Les rebelles sont en train de perdre
à tous les niveaux à Alep-Ouest

Même en cas de succès militaire, l’opposition ne sortirait pas indemne de cette bataille, où elle a déjà perdu une partie de son crédit sur le plan politique et médiatique.

Briser le siège d’Alep-Est à tout prix. C’est ce que tente de faire une coalition de groupes rebelles, menée par les combattants de Jaïch el-Fateh, en provenance de la campagne ouest d’Alep et de la province d’Idleb, depuis vendredi dernier. À l’aide de tanks, de véhicules blindés, de bulldozers, à coups d’attentats-suicide et de tirs de roquettes, les forces rebelles avaient réussi vendredi à progresser dans le quartier de Dahiyet al-Assad, à Alep-Ouest. Mais depuis, l’effet de surprise passé, l’offensive piétine. « Les combats ont baissé en intensité », a indiqué hier à l’AFP Rami Abdel Rahmane, le directeur de l’Observatoire syrien des droits de l’homme (OSDH) qui dispose d’un vaste réseau de sources dans le pays en guerre. Les frappes aériennes sur le front « se poursuivent, mais ne sont pas aussi intenses », selon lui. Les insurgés cherchent à progresser vers le quartier de Hamdaniyé, tenu par le gouvernement et situé en bordure des quartiers rebelles assiégés par le régime. Sa prise permettrait de briser le siège alors que 250 000 personnes vivent actuellement à Alep-Est et sont privées d’aide humanitaire depuis juillet et menacées de pénurie alimentaire, selon l’Onu.

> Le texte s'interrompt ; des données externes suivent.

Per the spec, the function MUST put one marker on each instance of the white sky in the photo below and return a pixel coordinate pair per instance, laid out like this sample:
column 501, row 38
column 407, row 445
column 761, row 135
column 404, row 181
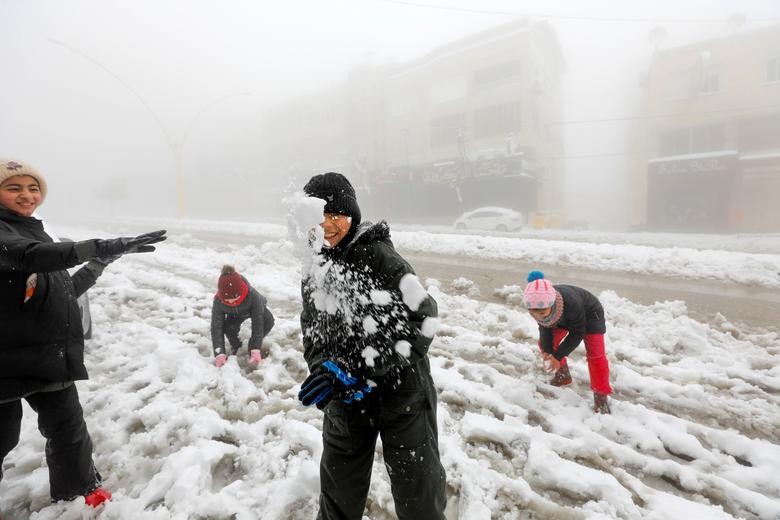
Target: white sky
column 63, row 112
column 694, row 430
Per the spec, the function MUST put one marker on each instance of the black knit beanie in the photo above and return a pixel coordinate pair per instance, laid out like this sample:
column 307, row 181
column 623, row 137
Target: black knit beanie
column 338, row 194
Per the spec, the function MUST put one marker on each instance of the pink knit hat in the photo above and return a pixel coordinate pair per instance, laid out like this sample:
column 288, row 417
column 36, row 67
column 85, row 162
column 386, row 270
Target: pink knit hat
column 11, row 168
column 539, row 293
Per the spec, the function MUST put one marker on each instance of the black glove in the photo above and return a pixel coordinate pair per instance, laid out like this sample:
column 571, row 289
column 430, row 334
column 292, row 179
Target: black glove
column 110, row 249
column 330, row 380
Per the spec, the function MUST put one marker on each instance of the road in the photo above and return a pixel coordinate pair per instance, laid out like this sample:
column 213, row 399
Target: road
column 740, row 304
column 705, row 299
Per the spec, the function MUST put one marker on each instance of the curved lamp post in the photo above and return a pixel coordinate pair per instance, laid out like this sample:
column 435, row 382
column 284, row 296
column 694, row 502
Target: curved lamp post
column 174, row 146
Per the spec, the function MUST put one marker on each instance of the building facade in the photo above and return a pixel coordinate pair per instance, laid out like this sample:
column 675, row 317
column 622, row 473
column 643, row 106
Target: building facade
column 709, row 155
column 469, row 124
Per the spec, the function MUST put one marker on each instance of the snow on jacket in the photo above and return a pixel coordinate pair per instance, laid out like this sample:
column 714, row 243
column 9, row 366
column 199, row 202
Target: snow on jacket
column 254, row 306
column 42, row 341
column 582, row 314
column 354, row 313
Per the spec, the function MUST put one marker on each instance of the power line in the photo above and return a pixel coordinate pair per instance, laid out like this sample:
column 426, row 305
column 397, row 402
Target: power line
column 565, row 17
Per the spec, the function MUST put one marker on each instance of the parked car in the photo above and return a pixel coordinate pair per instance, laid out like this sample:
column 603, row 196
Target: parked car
column 491, row 219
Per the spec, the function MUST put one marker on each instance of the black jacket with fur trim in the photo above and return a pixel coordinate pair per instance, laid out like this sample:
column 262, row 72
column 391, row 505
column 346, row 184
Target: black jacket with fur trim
column 364, row 307
column 42, row 341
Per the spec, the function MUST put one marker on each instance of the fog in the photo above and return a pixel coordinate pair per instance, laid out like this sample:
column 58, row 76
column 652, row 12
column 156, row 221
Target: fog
column 217, row 109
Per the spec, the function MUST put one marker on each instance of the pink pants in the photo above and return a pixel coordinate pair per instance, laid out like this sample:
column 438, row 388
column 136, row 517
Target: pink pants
column 598, row 366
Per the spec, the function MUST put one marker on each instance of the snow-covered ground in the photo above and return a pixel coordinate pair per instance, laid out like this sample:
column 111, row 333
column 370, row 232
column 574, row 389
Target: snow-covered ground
column 694, row 433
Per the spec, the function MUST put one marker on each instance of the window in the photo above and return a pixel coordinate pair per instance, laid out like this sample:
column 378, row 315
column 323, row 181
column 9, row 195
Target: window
column 404, row 106
column 773, row 69
column 448, row 90
column 709, row 81
column 692, row 140
column 498, row 120
column 674, row 142
column 497, row 74
column 446, row 129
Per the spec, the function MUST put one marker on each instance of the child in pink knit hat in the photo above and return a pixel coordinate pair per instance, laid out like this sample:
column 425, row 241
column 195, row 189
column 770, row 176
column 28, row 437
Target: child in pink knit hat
column 567, row 315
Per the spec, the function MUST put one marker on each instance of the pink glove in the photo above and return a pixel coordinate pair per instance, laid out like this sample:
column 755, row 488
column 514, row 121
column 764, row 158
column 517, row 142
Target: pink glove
column 550, row 363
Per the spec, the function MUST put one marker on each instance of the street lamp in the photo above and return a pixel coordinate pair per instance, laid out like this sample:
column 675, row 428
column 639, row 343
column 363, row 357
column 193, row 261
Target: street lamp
column 174, row 146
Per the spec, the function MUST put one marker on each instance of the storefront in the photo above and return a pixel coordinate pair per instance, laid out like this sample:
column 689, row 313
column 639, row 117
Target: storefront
column 694, row 192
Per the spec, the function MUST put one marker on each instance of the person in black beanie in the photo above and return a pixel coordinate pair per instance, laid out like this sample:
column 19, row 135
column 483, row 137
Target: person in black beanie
column 366, row 327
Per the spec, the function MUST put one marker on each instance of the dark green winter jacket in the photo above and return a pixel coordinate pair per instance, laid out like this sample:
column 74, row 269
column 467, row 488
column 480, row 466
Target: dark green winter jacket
column 354, row 313
column 42, row 341
column 582, row 314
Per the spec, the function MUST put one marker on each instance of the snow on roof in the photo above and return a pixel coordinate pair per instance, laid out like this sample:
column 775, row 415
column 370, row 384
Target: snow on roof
column 690, row 156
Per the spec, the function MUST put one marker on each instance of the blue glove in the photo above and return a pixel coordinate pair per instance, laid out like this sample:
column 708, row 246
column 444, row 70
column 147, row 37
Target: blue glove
column 330, row 381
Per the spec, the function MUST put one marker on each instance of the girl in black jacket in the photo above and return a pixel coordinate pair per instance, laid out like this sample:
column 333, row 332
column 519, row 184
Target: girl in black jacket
column 42, row 343
column 234, row 302
column 567, row 315
column 367, row 324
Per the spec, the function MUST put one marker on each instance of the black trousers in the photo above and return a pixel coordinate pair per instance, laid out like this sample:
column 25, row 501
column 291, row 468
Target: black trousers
column 68, row 445
column 411, row 451
column 233, row 326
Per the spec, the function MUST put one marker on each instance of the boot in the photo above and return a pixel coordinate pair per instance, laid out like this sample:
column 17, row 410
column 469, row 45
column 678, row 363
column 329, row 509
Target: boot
column 601, row 403
column 97, row 497
column 562, row 377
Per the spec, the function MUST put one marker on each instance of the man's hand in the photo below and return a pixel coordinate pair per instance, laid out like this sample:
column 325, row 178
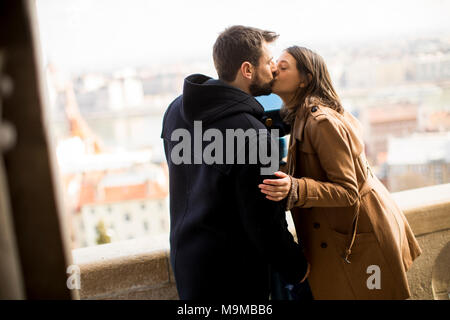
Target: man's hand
column 276, row 189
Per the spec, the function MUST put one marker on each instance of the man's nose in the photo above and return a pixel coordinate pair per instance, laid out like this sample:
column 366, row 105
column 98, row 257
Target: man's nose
column 273, row 67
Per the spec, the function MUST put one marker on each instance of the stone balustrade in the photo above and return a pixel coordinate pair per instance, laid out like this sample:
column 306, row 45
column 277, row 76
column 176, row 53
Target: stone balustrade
column 140, row 268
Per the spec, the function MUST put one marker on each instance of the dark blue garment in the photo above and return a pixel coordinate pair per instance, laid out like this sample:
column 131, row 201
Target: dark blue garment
column 224, row 233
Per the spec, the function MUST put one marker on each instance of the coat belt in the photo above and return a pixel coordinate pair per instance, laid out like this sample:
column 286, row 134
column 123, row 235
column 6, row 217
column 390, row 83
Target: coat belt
column 363, row 190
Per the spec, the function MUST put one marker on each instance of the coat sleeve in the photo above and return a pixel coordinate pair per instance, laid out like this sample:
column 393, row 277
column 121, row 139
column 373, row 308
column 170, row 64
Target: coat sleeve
column 330, row 141
column 265, row 224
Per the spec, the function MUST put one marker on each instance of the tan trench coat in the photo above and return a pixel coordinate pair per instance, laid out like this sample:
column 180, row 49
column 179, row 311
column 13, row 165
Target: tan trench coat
column 333, row 188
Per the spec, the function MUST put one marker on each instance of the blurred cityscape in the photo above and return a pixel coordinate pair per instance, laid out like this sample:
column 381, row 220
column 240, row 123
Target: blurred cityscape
column 106, row 129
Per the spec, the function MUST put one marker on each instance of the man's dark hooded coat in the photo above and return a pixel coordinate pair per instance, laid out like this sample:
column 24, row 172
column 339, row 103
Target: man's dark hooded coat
column 224, row 233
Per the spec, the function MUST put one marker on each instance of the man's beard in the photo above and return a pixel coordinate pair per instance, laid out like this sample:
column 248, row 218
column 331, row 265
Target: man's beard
column 260, row 89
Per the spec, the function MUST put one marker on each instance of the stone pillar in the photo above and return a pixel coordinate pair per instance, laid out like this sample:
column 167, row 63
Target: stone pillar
column 37, row 211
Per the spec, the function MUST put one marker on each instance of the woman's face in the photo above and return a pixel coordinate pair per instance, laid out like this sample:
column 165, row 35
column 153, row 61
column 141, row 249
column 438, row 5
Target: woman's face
column 288, row 80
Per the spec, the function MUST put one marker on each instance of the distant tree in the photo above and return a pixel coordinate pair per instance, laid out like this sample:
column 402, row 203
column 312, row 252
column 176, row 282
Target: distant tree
column 102, row 235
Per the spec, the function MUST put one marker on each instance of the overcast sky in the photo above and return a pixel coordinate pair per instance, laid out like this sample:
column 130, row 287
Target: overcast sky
column 85, row 34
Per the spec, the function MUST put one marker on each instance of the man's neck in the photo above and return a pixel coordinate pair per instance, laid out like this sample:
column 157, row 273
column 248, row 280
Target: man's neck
column 239, row 85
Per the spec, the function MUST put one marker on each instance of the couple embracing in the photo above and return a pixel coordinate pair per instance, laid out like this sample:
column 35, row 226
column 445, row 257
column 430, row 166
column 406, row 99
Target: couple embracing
column 228, row 231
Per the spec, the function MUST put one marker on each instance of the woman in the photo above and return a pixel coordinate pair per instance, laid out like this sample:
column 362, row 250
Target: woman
column 357, row 240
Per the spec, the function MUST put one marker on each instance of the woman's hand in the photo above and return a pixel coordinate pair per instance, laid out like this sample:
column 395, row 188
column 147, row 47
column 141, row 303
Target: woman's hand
column 276, row 189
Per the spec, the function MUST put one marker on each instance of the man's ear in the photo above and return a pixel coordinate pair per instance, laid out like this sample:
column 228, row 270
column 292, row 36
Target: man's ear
column 246, row 70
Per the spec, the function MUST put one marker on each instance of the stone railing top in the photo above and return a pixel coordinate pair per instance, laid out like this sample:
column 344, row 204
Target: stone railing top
column 121, row 249
column 423, row 197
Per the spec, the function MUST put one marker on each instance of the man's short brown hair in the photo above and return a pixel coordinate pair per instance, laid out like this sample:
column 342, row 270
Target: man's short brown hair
column 238, row 44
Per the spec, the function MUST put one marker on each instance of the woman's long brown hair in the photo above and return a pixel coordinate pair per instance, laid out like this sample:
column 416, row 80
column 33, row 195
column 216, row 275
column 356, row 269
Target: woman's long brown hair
column 319, row 90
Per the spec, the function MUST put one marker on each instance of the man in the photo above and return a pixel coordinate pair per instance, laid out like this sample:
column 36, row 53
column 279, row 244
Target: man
column 224, row 233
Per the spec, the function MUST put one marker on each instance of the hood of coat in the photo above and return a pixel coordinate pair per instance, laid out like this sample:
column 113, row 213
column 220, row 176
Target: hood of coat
column 208, row 100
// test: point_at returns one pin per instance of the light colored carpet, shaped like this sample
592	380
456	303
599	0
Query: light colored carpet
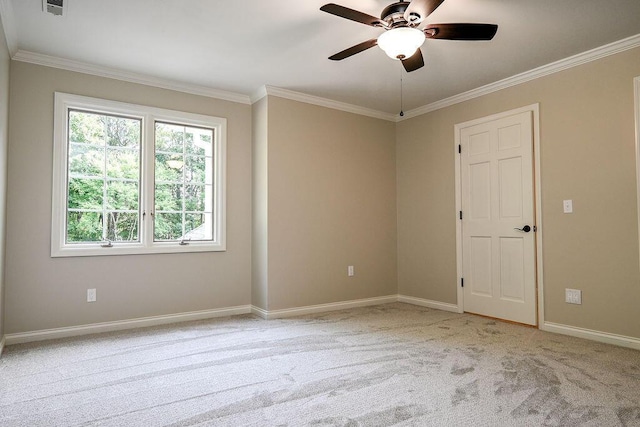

Les combats se poursuivent également dans un village à l’ouest d’Alep, Minyane, selon l’OSDH. Mais les 1 500 combattants de la coalition rebelle ne parviennent pas à briser les lignes de défense des troupes loyalistes, comme ils l’avaient fait dans le secteur de Ramousseh le 6 août dernier. « Depuis dimanche, c’est le régime qui initie les combats », a précisé M. Abdel Rahmane. « L’offensive des rebelles est ralentie depuis qu’ils n’ont pas réussi à prendre le contrôle du quartier dit des 3 000 appartements et le complexe militaire », a indiqué hier à l’AFP une source militaire prorégime.

Les rebelles jouent, en quelque sorte, à quitte ou double dans cette offensive. S’ils parviennent à briser le siège, ils seront considérés comme des héros à Alep-Est. Mais s’ils ne réussissent pas à avancer et à réunir davantage de combattants, le régime sortira largement renforcé de cette épreuve et sera conforté dans s

on objectif de reconquérir la partie orientale de la deuxième ville de Syrie.

« Le mépris choquant »

Même en cas de succès militaire, l’opposition ne sortirait pas indemne de cette bataille, où elle a déjà perdu une partie de son crédit sur le plan politique et médiatique. Au moins 48 civils selon l’OSDH – 84 selon l’armée syrienne – auraient été tués par les salves de roquettes et d’obus tirées par les rebelles sur les quartiers ouest. L’armée syrienne accuse, en outre, les rebelles d’avoir mené dimanche une attaque au gaz de chlore et rapporte 48 cas de suffocation.

En s’attaquant à des civils, en utilisant tous les moyens dont ils disposent pour briser le siège, les forces rebelles prennent le risque de perdre le soutien de la communauté internationale. « Briser le siège d’Alep-Est ne donne pas le droit aux groupes de l’opposition armée de bafouer le droit humanitaire international », s’est insurgé hier l’organisation de défense des droits de l’homme Amnesty international, qui dénonce « le mépris choquant » des rebelles « pour les vies des civils ». La veille déjà, l’envoyé spécial des Nations unies pour la Syrie, Staffan de Mistura, s’était dit « horrifié » et « choqué » par ces tirs, évoquant de possibles « crimes de guerre ».

En agissant de la sorte, la coalition islamiste et jihadiste tend à atténuer la portée des « crimes de guerre » du régime et de ses alliés, même si ni les proportions ni la stratégie ne sont comparables. « Si les rebelles tuent des civils, alors ils ne valent pas mieux que le régime », estime une source de l’opposition syrienne, qui a souhaité garder l’anonymat. « En tant que prorévolutionnaire, je suis contre le fait de tuer des civils, de façon directe ou indirecte. Il faut punir ce type de comportements », dit-il à L’Orient-Le Jour. « Certains combattants m’ont dit qu’ils étaient désolés d’avoir tué des civils et qu’ils regrettaient. Ils ont prévenus les civils une semaine avant l’attaque dans les quartiers concernés », ajoute-t-il.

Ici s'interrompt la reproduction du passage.